There was a total of 42 recertification surveys completed by the Indiana State Department of Health in January 2017. The deficiency free data was not available for distribution, however IHCA/INCAL will distribute information upon receipt form the ISDH. Three locations received IJ/SSQC citations. 323 was cited for failure to ensure a resident, who was at risk for elopement, received the supervision to prevent elopement form the facility. This failure resulted in the resident being without supervision, exposed to cold weather and near a railroad track for approximately 6 hours. 223 was cited for failure to prevent the inappropriate behavior by a facility staff member toward a resident. This practice resulted in inappropriate sexual relationship between a facility employee and a resident. 225 was cited for failure of the facility to investigate reported sexual abuse by a facility employee toward a resident and promptly notify the facility administrator of an allegation of sexual abuse. 226 was cited for failure to implement and follow the facility policy regarding abuse, resulting in a delay in investigation of reported sexual abuse. 323 was cited for failure to ensure the safety of a resident who had elopement behaviors. The resident exited the building unattended twice.

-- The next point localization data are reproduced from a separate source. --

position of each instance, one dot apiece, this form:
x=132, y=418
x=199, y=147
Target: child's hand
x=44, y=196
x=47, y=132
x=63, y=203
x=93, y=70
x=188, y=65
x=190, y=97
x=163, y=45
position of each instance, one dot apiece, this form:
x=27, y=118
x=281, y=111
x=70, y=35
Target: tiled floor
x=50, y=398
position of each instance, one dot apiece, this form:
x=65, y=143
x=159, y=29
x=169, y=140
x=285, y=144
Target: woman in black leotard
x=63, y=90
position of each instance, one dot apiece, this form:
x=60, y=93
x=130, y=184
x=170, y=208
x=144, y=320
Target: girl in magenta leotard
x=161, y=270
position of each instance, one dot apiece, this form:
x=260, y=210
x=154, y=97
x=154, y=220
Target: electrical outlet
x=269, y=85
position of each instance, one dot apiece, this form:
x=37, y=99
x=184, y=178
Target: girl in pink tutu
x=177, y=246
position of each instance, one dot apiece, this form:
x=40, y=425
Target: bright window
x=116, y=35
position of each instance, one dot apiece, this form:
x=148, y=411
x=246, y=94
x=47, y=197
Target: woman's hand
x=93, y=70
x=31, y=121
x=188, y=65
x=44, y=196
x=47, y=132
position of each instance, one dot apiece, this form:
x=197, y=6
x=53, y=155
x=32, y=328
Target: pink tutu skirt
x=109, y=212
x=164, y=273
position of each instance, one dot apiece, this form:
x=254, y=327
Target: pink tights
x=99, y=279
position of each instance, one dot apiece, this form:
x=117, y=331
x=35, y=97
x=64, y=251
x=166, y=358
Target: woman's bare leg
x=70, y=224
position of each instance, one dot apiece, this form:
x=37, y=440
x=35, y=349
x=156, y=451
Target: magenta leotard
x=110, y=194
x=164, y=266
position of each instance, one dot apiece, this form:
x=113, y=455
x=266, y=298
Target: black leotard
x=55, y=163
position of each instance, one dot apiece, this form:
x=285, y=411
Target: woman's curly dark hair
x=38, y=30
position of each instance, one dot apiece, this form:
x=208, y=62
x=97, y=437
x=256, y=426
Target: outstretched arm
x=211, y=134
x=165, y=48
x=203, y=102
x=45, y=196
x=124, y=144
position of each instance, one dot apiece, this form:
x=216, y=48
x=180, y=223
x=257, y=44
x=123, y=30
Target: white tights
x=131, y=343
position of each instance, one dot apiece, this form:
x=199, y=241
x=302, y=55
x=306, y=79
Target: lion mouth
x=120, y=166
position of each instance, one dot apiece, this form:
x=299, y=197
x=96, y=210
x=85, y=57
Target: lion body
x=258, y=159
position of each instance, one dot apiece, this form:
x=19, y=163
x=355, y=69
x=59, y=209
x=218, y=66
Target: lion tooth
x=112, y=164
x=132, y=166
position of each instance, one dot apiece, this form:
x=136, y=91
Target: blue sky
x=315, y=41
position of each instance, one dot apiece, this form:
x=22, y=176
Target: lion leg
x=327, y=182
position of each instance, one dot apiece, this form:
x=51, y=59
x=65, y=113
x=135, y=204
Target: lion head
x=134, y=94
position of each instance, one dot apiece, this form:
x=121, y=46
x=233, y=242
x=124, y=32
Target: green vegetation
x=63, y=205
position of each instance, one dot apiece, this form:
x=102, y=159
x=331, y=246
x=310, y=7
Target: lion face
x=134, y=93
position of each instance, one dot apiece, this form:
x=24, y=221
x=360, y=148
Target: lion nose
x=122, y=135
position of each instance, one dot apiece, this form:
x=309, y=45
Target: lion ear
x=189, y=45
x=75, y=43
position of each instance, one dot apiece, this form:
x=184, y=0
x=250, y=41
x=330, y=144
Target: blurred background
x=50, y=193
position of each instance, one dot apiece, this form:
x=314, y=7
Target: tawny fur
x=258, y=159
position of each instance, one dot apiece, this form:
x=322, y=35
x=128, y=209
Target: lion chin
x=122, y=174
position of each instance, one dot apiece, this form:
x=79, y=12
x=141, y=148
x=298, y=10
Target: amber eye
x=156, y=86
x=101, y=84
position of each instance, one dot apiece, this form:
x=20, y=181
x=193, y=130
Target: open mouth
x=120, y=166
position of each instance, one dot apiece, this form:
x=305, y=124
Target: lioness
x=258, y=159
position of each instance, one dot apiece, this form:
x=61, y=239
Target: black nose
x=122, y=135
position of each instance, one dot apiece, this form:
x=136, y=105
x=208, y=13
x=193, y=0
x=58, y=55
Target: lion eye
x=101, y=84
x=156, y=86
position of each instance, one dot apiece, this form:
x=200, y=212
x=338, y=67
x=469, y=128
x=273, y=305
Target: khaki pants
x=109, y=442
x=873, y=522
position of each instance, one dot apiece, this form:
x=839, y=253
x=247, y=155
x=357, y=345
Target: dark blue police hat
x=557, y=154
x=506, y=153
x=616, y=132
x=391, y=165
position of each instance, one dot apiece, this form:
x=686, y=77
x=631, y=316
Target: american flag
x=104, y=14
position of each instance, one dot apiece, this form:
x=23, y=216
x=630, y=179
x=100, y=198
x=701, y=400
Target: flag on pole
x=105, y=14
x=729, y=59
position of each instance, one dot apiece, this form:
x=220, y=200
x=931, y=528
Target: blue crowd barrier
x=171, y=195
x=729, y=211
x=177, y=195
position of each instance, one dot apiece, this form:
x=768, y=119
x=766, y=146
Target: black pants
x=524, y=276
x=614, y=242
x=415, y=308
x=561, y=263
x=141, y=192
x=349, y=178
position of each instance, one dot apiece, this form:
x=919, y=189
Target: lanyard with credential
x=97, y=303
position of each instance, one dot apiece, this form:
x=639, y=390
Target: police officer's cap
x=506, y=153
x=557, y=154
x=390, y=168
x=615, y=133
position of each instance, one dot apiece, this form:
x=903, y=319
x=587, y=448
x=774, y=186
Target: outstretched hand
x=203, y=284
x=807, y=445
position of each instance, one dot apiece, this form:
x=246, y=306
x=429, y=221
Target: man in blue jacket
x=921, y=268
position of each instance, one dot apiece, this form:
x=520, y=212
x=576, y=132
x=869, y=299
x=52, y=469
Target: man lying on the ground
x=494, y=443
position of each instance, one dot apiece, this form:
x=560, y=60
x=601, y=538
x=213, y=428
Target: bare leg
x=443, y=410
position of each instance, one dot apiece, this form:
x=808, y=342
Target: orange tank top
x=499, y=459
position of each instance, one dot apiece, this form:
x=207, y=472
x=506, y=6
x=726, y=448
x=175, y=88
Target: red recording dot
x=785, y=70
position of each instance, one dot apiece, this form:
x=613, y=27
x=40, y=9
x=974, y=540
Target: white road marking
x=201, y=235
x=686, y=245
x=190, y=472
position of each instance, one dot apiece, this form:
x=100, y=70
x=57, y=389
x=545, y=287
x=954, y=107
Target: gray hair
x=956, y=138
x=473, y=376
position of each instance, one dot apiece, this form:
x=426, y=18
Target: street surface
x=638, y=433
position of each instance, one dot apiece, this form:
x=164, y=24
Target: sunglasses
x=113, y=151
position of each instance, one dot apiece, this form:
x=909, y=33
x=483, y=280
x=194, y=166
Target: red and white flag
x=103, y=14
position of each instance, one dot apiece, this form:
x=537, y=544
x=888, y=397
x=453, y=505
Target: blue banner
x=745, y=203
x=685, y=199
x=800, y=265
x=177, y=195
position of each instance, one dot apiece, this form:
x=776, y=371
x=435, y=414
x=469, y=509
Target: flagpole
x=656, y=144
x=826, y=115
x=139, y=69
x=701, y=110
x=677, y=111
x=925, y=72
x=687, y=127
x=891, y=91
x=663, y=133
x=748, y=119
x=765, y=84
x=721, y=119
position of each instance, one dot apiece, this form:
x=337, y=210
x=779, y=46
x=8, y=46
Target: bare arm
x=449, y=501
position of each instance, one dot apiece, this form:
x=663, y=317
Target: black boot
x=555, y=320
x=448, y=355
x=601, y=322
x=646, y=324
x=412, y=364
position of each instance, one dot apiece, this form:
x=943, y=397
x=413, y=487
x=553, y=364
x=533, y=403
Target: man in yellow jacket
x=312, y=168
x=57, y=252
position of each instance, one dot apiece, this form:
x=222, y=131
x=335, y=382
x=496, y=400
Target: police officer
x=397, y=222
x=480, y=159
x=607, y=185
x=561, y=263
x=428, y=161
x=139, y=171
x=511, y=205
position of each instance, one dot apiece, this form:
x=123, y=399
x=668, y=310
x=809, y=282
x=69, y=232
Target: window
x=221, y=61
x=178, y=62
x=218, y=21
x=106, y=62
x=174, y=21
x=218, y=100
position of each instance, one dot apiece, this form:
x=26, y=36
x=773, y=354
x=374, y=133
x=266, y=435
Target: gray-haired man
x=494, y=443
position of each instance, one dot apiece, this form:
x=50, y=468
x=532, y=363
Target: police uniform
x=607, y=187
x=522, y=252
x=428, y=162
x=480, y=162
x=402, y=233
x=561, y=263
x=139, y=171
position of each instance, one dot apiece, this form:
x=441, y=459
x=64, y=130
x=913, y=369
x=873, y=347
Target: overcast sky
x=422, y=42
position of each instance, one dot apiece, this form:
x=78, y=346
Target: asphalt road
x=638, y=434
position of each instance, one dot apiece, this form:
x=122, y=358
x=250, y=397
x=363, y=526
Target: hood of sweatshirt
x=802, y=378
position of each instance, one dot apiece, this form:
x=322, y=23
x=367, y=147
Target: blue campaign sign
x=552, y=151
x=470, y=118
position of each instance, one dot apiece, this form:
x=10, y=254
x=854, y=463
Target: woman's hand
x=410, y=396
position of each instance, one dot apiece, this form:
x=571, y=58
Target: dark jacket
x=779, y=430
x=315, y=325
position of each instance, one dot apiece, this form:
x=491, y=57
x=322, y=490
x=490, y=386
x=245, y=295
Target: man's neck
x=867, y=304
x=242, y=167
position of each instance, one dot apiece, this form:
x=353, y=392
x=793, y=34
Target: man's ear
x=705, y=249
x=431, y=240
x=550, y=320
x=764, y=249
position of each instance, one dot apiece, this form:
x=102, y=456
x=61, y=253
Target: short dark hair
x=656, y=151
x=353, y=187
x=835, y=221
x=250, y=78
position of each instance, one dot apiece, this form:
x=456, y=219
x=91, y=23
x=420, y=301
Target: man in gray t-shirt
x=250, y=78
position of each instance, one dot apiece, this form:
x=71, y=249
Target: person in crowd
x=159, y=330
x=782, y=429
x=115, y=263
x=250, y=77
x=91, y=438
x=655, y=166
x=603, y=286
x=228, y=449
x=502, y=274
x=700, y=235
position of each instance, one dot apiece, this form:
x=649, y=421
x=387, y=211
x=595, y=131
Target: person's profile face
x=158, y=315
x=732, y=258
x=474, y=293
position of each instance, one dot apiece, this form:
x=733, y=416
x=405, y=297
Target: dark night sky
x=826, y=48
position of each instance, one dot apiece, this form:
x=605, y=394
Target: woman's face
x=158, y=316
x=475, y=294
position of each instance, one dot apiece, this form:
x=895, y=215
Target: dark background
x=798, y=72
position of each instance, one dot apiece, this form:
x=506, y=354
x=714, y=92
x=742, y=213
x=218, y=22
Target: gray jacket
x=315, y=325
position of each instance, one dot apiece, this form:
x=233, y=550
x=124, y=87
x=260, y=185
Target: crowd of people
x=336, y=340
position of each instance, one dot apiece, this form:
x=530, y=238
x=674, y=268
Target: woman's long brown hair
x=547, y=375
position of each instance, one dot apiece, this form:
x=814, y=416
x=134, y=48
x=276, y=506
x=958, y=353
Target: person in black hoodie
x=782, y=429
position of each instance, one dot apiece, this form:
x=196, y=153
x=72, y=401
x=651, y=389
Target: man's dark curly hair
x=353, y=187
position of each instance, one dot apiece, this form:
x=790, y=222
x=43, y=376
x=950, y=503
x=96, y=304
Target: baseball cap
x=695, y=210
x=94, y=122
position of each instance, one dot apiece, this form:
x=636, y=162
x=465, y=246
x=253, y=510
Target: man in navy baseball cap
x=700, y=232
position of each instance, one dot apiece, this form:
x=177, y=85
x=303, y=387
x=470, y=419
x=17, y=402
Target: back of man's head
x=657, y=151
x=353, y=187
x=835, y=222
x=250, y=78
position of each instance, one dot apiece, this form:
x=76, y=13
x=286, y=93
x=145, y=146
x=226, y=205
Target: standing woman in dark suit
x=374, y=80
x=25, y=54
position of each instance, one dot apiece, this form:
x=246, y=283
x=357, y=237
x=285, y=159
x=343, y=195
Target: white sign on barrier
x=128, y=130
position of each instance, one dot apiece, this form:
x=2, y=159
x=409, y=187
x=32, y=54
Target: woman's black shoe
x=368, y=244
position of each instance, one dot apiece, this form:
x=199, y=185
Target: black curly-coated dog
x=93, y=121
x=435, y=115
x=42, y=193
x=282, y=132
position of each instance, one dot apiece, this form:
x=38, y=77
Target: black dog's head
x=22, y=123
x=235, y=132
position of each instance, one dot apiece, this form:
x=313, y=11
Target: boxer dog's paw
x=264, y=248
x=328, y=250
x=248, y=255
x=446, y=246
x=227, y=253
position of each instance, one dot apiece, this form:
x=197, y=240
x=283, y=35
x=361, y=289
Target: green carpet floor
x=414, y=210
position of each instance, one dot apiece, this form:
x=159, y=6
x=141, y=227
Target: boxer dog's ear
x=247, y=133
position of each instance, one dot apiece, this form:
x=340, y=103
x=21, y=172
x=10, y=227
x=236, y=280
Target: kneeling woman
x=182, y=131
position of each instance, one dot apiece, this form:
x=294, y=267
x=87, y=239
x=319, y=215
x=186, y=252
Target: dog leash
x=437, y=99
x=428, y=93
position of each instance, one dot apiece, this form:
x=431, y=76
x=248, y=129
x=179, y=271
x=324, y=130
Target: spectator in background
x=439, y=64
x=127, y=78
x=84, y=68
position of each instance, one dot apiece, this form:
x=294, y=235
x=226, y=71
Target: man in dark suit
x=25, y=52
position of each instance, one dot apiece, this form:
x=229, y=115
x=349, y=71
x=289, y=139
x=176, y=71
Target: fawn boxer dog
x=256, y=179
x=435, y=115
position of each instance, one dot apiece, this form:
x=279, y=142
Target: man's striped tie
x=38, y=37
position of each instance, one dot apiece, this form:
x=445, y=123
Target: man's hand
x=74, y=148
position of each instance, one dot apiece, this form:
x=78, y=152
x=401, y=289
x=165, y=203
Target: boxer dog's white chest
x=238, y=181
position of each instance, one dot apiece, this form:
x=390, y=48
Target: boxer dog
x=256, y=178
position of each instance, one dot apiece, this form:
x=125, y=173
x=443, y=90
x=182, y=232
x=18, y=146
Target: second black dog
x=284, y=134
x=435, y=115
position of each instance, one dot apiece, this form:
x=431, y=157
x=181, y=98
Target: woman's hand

There was a total of 11 G level tags cited in eight locations:
 
F323 was cited for failure of the facility to ensure residents remained free from accidents related to falling. Assistance and assistive devices were not in place and assessments were not completed upon a fall which resulted in a resident receiving a subarachnoid hemorrhage and another resident receiving a fractured hip. F323 was cited in another location for failure to ensure safe transfers by using a gait belt for 2 residents. A resident was transferred without the use of a gait belt and fell. The resident obtained a fractured femur. Another facility failed to ensure proper supervision and assistance while transferring a resident with a mechanical lift. The practice resulted in a fall and hip fracture. The fifth facility received F323 for failure to ensure preventative interventions (foot pedals) were in place to prevent a resident fall. The resident was thrown forward from the moving wheel chair. The resident was hospitalized and diagnosed with facial and head injuries. F314 was cited for failure of a facility to prevent the formation of pressure wounds. One resident formed a stage III pressure ulcer, another resident formed an unstageable wound and a third resident formed a stage II pressure wound. 315 was cited for failure of the facility to provide adequate hydration resulting in a urinary tract infection. F309 was cited in two locations for failure to ensure a resident with a leaking suprapubic catheter did not develop a wound and failure to recognize an admitting diagnosis of acute respiratory failure. The facility failed to implement appropriate treatment/assessments resulting in the need for hospitalization followed by a tracheotomy.